3D shape representation faces a fundamental trade-off between geometric fidelity and rendering efficiency: explicit representations (e.g., meshes, point clouds) enable fast rendering but suffer from low fidelity, whereas implicit representations (e.g., SDFs, NeRFs) achieve high fidelity at the cost of slow, non-differentiable rendering. To address this, we propose the Directional Distance Field (DDF), which maps oriented 3D points to visibility and depth, enabling single-pass differentiable ray casting. We further introduce the Probabilistic DDF (PDDF) to model field discontinuities and support efficient extraction of differential quantities such as surface normals. Theoretically, we derive the minimal field constraints required for view consistency. Our method establishes the first ray-oriented, differentiable implicit shape representation. It significantly outperforms state-of-the-art approaches in single-shape fitting, generative modeling, and single-image 3D reconstruction—using only lightweight networks, producing depth estimates in one forward pass, and computing normals via a single backward pass.

In modern computer vision, the optimal representation of 3D shape continues to be task-dependent.

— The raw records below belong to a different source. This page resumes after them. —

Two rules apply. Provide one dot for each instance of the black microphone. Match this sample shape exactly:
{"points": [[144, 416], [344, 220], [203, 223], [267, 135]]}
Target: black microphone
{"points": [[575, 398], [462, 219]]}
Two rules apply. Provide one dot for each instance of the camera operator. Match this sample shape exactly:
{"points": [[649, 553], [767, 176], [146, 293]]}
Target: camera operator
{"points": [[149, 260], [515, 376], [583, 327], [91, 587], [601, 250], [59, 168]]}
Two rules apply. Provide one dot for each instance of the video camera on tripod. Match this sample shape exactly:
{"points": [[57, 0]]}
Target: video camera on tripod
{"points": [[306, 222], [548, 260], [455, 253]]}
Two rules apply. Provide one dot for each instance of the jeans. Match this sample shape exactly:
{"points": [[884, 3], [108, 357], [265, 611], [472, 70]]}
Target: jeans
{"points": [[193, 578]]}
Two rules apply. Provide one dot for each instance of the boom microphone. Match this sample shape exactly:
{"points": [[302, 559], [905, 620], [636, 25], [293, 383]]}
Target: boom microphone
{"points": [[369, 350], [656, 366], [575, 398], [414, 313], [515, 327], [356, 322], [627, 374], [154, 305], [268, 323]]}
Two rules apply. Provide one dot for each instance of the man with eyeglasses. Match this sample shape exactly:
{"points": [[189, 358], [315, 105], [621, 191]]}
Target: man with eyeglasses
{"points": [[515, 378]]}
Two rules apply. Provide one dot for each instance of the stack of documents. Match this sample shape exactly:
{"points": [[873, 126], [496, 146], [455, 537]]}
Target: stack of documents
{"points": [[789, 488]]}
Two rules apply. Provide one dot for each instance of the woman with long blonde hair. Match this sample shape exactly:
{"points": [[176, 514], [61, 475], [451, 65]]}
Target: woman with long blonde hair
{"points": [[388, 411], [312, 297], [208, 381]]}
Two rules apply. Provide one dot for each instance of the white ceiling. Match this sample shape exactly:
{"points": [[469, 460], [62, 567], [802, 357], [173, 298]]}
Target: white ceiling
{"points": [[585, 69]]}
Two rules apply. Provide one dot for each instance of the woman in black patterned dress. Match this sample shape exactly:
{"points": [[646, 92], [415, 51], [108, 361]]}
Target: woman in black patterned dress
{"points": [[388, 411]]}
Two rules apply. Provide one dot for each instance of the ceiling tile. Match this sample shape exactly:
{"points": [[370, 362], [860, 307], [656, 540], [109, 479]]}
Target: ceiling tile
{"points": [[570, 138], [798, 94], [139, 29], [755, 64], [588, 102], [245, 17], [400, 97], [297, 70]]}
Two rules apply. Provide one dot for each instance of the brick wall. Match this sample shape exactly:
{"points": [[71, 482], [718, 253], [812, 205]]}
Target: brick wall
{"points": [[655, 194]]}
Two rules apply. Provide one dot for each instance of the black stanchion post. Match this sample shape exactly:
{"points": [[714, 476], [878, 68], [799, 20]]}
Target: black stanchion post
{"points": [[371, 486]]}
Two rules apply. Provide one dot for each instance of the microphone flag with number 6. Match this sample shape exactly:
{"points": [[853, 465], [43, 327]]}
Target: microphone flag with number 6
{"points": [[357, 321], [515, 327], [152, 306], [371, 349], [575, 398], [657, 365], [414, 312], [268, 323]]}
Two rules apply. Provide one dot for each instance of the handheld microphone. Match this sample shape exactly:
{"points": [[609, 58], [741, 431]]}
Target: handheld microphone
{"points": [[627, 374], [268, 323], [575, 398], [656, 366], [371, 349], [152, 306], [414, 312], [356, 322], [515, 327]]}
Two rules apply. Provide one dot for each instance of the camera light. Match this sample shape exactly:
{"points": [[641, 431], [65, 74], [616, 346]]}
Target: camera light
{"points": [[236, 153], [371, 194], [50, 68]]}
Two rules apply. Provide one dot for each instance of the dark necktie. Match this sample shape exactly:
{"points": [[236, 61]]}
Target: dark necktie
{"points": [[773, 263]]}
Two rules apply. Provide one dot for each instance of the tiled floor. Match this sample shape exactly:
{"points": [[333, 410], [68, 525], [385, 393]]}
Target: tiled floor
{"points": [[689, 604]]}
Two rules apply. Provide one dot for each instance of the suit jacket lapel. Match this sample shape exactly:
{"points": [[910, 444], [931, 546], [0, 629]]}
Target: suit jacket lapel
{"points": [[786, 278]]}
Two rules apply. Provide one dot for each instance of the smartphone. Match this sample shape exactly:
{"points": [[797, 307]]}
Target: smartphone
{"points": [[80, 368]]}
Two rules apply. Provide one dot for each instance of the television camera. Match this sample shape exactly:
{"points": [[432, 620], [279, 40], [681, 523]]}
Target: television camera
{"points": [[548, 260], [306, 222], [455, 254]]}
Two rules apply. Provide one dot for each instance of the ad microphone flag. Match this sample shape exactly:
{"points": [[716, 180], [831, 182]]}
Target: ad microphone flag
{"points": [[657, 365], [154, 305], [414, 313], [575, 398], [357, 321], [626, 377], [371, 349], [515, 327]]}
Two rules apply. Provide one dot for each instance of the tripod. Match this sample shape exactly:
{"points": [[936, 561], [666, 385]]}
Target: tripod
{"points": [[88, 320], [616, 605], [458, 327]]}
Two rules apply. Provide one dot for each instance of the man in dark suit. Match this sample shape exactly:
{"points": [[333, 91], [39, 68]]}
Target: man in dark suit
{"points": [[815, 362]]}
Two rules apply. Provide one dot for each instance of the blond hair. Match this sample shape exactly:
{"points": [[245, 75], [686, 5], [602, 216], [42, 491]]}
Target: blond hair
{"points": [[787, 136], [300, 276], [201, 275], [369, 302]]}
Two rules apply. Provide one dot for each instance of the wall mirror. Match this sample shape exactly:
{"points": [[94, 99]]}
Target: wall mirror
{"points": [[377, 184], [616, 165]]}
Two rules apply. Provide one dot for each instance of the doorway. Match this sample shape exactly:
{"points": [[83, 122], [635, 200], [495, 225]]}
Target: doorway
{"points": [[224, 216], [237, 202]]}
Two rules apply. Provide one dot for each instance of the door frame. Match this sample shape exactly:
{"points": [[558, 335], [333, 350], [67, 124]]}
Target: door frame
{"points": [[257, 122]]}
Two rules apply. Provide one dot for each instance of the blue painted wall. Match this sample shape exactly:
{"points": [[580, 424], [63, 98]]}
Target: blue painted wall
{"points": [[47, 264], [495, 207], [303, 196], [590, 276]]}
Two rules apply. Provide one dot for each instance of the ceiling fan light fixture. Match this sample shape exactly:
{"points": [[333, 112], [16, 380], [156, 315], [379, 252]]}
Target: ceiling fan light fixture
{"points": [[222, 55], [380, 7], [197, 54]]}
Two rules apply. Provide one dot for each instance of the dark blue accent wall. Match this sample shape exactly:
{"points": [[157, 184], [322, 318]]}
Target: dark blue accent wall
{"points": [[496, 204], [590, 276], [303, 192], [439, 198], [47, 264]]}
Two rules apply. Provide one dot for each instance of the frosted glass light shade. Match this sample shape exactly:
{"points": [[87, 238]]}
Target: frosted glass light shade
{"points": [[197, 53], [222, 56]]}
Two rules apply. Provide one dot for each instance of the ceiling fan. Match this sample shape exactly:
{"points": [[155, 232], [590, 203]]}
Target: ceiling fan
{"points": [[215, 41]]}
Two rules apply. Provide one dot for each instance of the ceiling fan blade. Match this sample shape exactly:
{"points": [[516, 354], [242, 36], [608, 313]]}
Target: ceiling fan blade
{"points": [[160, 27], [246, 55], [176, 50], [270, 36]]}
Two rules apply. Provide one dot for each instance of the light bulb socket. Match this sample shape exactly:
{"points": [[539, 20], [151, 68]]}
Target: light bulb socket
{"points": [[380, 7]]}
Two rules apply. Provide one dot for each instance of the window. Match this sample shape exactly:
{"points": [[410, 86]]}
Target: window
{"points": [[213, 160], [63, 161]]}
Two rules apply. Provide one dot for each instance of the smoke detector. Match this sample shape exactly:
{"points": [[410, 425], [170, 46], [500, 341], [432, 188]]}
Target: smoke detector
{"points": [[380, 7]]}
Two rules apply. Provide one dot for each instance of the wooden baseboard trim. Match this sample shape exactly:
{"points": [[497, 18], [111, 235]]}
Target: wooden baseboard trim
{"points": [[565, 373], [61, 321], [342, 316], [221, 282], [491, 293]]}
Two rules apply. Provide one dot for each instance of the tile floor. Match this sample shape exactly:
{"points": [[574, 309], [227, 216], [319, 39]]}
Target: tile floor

One fundamental operation applied to such representations is differentiable rendering, as it enables inverse graphics approaches in learning frameworks. Standard explicit shape representations (voxels, point clouds, or meshes) are often easily rendered, but can suffer from limited geometric fidelity, among other issues. On the other hand, implicit representations (occupancy, distance, or radiance fields) preserve greater fidelity, but suffer from complex or inefficient rendering processes, limiting scalability. In this work, we devise Directed Distance Fields (DDFs), a novel neural shape representation that builds upon classical distance fields. The fundamental operation in a DDF maps an oriented point (position and direction) to surface visibility and depth. This enables efficient differentiable rendering, obtaining depth with a single forward pass per pixel, as well as differential geometric quantity extraction (e.g., surface normals), with only additional backward passes. Using probabilistic DDFs (PDDFs), we show how to model inherent discontinuities in the underlying field. We then apply DDFs to several applications, including single-shape fitting, generative modelling, and single-image 3D reconstruction, showcasing strong performance with simple architectural components via the versatility of our representation. Finally, since the dimensionality of DDFs permits view-dependent geometric artifacts, we conduct a theoretical investigation of the constraints necessary for view consistency. We find a small set of field properties that are sufficient to guarantee a DDF is consistent, without knowing, for instance, which shape the field is expressing.